Because today abounds with unfamiliar risks and uncertainties that you and your colleagues do not fully understand yet still must act upon. For example:

  • Will (enough) consumers who have lost the habit of paying for content reverse course?
  • Will (too many) advertisers who have the data-driven, analytical means to precisely target their efforts as well as myriad alternative ways of reaching audiences keep reducing CPMs and/or even abandon local news enterprises?
  • Will major, established vendors of content management and related systems adjust their offerings and economics in ways that dramatically lower costs and increase flexibility and innovation?
  • Will the costs of technology, data and analytics become insurmountable for local news enterprises?
  • Will the pace of technological change outstrip metro, regional and local news enterprises’ financial and human capacity to keep up?
  • Will single topic/single audience digital players use scale and reach to strip out (too many) local consumers?
  • Will the decline in newspaper revenues deprive your enterprise of the cash needed for innovation?
  • Will a private equity or other financial buyer acquire your enterprise to profit not from journalism but rather a blend of cost reduction and financial engineering?
  • Will your owners and/or senior executives have the courage to risk losing cash and capital on unproven experiments and strategies?
  • Will a critical mass of folks across your enterprise have the courage – and discipline – to risk jobs and livelihoods by changing how you work together in specific ways that no one, in advance, knows for sure will work?
  • Will you, your colleagues and your enterprise’s owner(s) have the courage to reimagine the purposes and value of local journalism, and how to work with local audiences and communities to make such purposes and value real?

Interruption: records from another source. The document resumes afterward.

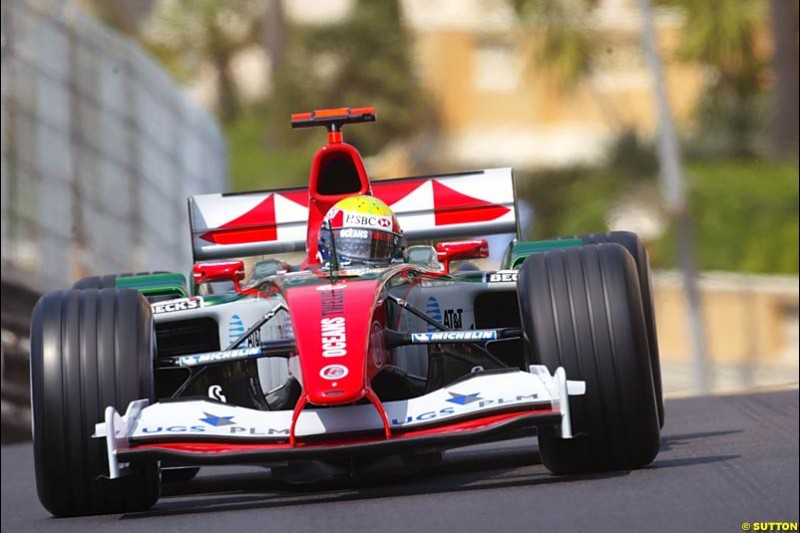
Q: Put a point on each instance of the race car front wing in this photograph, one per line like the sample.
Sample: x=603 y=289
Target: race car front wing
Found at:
x=481 y=407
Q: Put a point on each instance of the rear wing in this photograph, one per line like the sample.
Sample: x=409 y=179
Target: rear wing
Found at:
x=469 y=204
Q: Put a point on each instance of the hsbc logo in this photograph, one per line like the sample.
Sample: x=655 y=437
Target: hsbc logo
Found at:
x=370 y=221
x=333 y=372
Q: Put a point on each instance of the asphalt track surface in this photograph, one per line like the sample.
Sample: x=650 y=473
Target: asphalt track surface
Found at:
x=724 y=460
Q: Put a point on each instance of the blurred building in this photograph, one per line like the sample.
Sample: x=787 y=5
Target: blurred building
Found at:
x=497 y=108
x=751 y=326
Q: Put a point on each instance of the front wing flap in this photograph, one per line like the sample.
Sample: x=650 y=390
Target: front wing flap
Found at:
x=207 y=432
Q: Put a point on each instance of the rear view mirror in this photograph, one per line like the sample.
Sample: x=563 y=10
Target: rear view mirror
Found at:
x=232 y=271
x=457 y=250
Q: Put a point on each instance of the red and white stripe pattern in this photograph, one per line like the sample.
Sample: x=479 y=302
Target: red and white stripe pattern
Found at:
x=471 y=204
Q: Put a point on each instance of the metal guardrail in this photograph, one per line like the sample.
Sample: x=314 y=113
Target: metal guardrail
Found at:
x=17 y=305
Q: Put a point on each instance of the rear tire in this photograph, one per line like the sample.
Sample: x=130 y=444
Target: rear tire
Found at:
x=581 y=309
x=89 y=349
x=631 y=242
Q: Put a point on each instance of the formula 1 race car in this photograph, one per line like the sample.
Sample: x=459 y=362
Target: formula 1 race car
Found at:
x=341 y=325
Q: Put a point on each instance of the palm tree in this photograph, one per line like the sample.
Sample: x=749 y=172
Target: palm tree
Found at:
x=567 y=48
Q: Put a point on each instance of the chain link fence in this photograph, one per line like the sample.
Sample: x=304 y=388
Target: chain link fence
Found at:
x=99 y=151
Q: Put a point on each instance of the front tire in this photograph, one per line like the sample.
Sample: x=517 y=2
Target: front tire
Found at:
x=89 y=349
x=581 y=308
x=631 y=242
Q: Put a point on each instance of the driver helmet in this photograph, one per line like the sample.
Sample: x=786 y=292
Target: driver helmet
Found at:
x=363 y=231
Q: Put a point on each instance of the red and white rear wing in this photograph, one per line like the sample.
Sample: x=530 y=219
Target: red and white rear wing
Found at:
x=472 y=204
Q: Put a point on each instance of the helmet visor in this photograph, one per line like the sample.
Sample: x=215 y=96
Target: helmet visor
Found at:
x=366 y=245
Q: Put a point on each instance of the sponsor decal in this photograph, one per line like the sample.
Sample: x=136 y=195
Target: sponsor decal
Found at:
x=213 y=357
x=434 y=311
x=332 y=302
x=174 y=429
x=233 y=429
x=452 y=318
x=334 y=338
x=332 y=212
x=216 y=421
x=235 y=328
x=502 y=276
x=179 y=304
x=370 y=221
x=454 y=336
x=332 y=324
x=464 y=399
x=331 y=287
x=215 y=393
x=377 y=344
x=333 y=372
x=473 y=399
x=354 y=233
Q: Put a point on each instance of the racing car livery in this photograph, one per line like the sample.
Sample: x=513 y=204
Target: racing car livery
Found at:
x=287 y=348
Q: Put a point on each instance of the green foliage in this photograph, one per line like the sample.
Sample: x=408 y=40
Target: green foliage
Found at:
x=745 y=215
x=362 y=61
x=570 y=201
x=722 y=35
x=568 y=46
x=255 y=165
x=745 y=212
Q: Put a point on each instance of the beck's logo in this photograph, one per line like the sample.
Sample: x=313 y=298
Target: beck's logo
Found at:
x=370 y=221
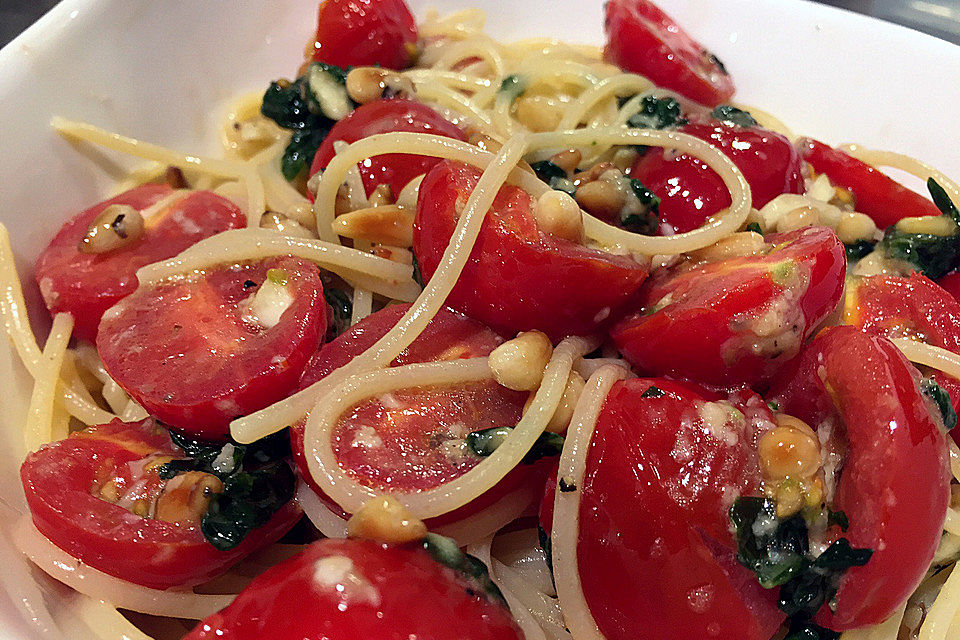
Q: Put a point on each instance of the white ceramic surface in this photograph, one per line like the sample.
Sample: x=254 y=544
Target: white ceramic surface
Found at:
x=161 y=70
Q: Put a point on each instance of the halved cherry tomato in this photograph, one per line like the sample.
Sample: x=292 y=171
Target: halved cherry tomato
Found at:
x=690 y=192
x=951 y=282
x=862 y=388
x=359 y=590
x=737 y=320
x=358 y=33
x=87 y=284
x=519 y=277
x=882 y=198
x=387 y=116
x=643 y=39
x=84 y=493
x=413 y=439
x=195 y=353
x=657 y=558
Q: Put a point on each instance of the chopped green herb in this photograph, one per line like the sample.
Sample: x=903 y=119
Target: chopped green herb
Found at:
x=341 y=306
x=445 y=551
x=941 y=399
x=728 y=114
x=657 y=113
x=513 y=86
x=257 y=482
x=858 y=250
x=486 y=441
x=778 y=552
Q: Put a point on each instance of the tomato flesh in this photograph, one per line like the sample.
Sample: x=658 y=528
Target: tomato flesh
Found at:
x=357 y=590
x=690 y=192
x=865 y=391
x=387 y=116
x=187 y=351
x=883 y=199
x=518 y=277
x=641 y=38
x=85 y=285
x=62 y=483
x=411 y=439
x=737 y=320
x=363 y=33
x=662 y=472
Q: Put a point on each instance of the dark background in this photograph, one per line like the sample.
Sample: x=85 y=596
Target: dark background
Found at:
x=937 y=17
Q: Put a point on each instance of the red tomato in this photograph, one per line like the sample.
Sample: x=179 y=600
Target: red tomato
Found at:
x=690 y=192
x=363 y=33
x=66 y=483
x=866 y=392
x=875 y=194
x=191 y=354
x=518 y=277
x=642 y=39
x=411 y=440
x=359 y=590
x=387 y=116
x=661 y=474
x=951 y=282
x=736 y=320
x=86 y=284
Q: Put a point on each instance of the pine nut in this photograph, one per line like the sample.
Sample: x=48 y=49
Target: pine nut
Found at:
x=384 y=519
x=559 y=215
x=386 y=224
x=518 y=364
x=117 y=226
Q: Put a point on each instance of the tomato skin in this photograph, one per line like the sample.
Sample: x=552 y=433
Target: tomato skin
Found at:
x=387 y=116
x=184 y=351
x=519 y=278
x=649 y=562
x=398 y=593
x=896 y=452
x=883 y=199
x=363 y=33
x=690 y=191
x=715 y=313
x=641 y=38
x=86 y=285
x=58 y=479
x=448 y=336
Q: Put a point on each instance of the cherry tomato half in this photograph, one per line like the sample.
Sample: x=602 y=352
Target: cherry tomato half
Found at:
x=85 y=492
x=518 y=277
x=387 y=116
x=413 y=439
x=883 y=199
x=665 y=463
x=690 y=192
x=864 y=390
x=737 y=320
x=358 y=590
x=87 y=284
x=198 y=352
x=359 y=33
x=641 y=38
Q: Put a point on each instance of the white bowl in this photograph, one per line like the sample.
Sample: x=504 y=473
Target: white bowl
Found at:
x=161 y=71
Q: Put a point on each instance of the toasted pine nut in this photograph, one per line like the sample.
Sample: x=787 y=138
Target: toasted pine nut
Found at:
x=518 y=364
x=855 y=226
x=185 y=497
x=559 y=215
x=384 y=519
x=387 y=224
x=600 y=198
x=117 y=226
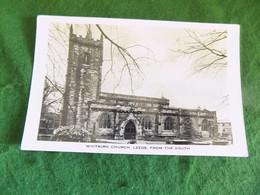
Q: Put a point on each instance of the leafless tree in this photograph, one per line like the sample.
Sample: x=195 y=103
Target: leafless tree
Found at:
x=57 y=55
x=208 y=50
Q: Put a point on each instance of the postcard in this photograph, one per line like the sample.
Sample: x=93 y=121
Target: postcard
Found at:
x=126 y=86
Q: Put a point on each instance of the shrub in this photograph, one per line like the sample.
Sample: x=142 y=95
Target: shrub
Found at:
x=73 y=133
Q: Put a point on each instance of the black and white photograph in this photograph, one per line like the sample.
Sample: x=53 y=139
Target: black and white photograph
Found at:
x=135 y=87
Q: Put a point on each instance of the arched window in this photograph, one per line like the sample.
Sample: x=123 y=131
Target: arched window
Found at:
x=205 y=125
x=104 y=121
x=147 y=122
x=168 y=123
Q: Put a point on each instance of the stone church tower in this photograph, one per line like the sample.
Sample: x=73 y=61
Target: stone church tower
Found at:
x=83 y=79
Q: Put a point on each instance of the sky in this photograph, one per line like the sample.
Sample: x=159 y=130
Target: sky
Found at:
x=163 y=72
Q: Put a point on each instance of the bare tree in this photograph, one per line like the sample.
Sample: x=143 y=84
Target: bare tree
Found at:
x=208 y=50
x=57 y=55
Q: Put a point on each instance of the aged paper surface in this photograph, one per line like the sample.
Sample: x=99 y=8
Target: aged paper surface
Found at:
x=135 y=87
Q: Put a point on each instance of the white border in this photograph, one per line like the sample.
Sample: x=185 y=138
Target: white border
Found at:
x=29 y=141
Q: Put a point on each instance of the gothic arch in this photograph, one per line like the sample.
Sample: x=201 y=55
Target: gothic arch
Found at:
x=169 y=123
x=147 y=122
x=205 y=125
x=104 y=121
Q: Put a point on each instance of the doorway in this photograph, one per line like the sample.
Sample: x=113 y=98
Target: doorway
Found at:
x=130 y=130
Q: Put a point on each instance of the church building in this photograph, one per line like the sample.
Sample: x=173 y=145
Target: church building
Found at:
x=122 y=116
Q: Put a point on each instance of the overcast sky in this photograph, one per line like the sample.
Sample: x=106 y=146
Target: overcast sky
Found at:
x=164 y=71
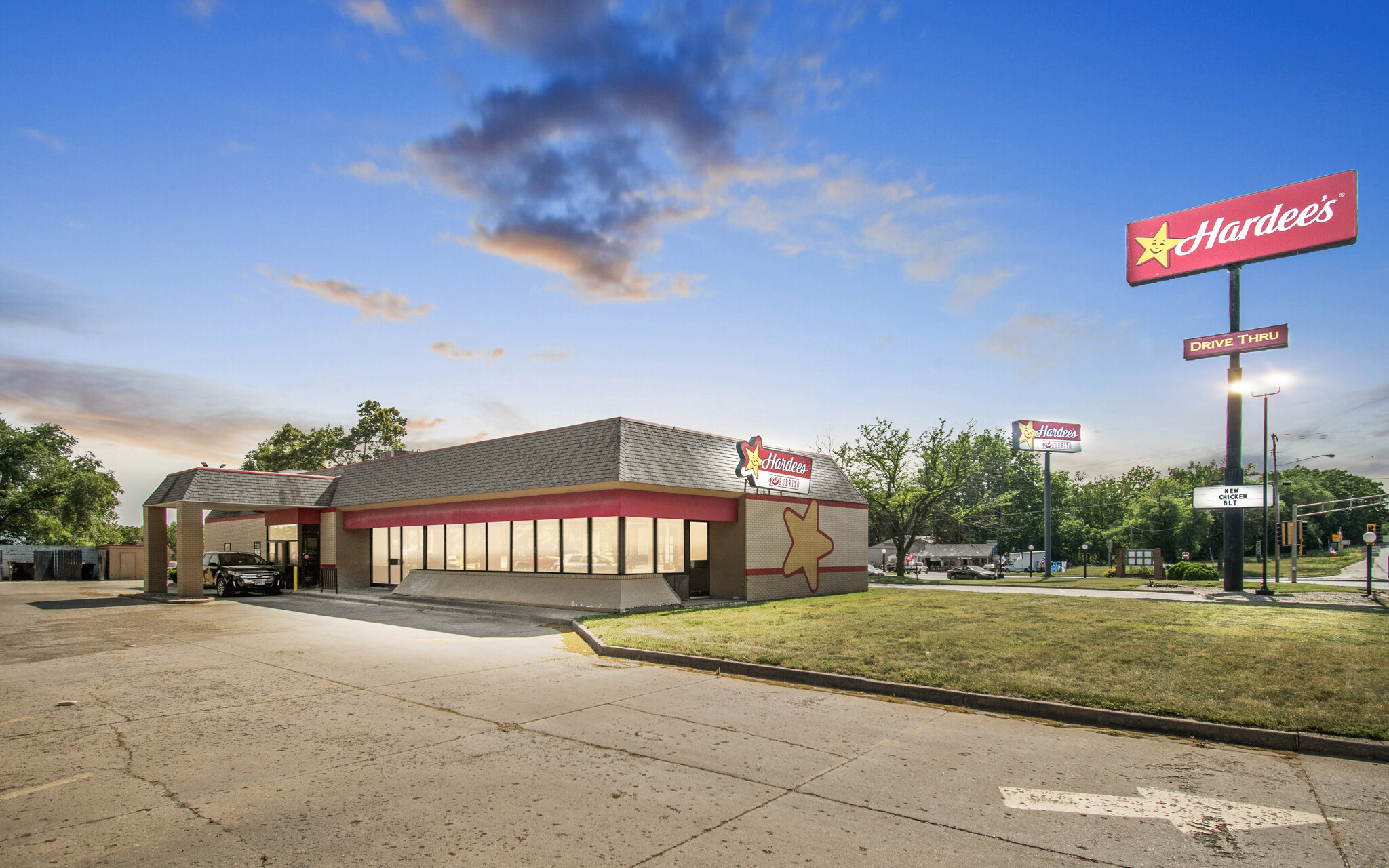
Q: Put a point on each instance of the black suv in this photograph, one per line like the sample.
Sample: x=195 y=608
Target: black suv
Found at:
x=235 y=572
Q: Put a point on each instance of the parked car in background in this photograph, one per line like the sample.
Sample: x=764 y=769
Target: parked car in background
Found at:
x=238 y=572
x=971 y=572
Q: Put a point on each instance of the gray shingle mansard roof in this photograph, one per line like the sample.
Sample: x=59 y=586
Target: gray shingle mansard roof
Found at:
x=609 y=450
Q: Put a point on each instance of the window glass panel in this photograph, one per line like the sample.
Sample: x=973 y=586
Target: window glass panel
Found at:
x=475 y=555
x=434 y=547
x=380 y=559
x=670 y=545
x=412 y=549
x=499 y=545
x=575 y=545
x=547 y=545
x=604 y=545
x=454 y=542
x=641 y=532
x=699 y=540
x=393 y=553
x=523 y=546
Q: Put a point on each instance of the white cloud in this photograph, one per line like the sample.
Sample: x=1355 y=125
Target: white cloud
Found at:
x=371 y=13
x=448 y=351
x=385 y=304
x=42 y=138
x=367 y=171
x=200 y=10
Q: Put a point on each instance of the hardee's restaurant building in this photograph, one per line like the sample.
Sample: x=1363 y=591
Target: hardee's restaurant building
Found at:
x=608 y=515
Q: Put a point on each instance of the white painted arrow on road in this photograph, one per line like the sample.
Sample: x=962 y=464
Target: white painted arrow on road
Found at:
x=1191 y=814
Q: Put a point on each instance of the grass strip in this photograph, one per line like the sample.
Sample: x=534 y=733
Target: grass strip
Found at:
x=1314 y=671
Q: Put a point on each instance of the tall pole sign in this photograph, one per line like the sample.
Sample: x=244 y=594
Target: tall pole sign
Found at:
x=1284 y=221
x=1046 y=438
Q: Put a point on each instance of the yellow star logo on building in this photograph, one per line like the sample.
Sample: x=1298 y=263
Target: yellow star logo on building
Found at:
x=807 y=545
x=1158 y=246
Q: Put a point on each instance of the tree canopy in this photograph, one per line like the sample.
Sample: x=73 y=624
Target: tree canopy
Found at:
x=970 y=486
x=378 y=428
x=52 y=496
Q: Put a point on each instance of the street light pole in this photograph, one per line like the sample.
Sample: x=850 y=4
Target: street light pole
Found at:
x=1263 y=547
x=1370 y=561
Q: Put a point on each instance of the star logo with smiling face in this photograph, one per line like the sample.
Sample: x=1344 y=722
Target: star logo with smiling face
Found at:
x=808 y=545
x=1158 y=246
x=750 y=458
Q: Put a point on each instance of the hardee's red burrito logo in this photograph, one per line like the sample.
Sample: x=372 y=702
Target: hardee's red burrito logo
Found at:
x=1284 y=221
x=772 y=469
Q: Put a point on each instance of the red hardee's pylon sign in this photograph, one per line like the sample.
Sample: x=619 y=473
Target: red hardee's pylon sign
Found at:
x=1284 y=221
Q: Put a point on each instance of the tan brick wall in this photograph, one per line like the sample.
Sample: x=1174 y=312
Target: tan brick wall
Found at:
x=728 y=556
x=155 y=567
x=768 y=542
x=242 y=534
x=191 y=551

No one knows how these uncertainties will work out. Yet, to win, you and your colleagues must risk time, effort and money to tackle the issues and questions notwithstanding that you don’t know how things will turn out – even if you implement and execute brilliantly.

To win today, then – unlike during the 1980s and 1990s — you must innovate.

Innovation means risk and uncertainty. It means the possibility of failure.

The poker analogy is apt: you might ante up the needed stakes, and do your best to play your hand – yet still lose. Unlike the 1980s and 1990s, you might go out of business. Or, perhaps worse, limp forward almost zombie like while squandering your best opportunities for innovation – or while your owners strip out whatever cash keeps them from selling or closing you outright.

You must take risks that have the possibility of failure. Not failure to learn — that is unacceptable. But failure in the sense that you dedicate time, skill, effort and money and come up short.

Consider some innovation risks taken by participants in Knight Temple effort:

  • Dallas’ experiment with obsessions
  • Miami’s use of “Inc’s”
  • Philadelphia’s effort to use data to create shared understanding of valuable audiences in the newsroom and marketing/ad sales
  • Minneapolis’s creation of a story form wiki

All four groups gained value and insights from these efforts. Still, as of the end of 2016, it was not clear just how much these innovations would spell the difference between just being in the game versus winning the game.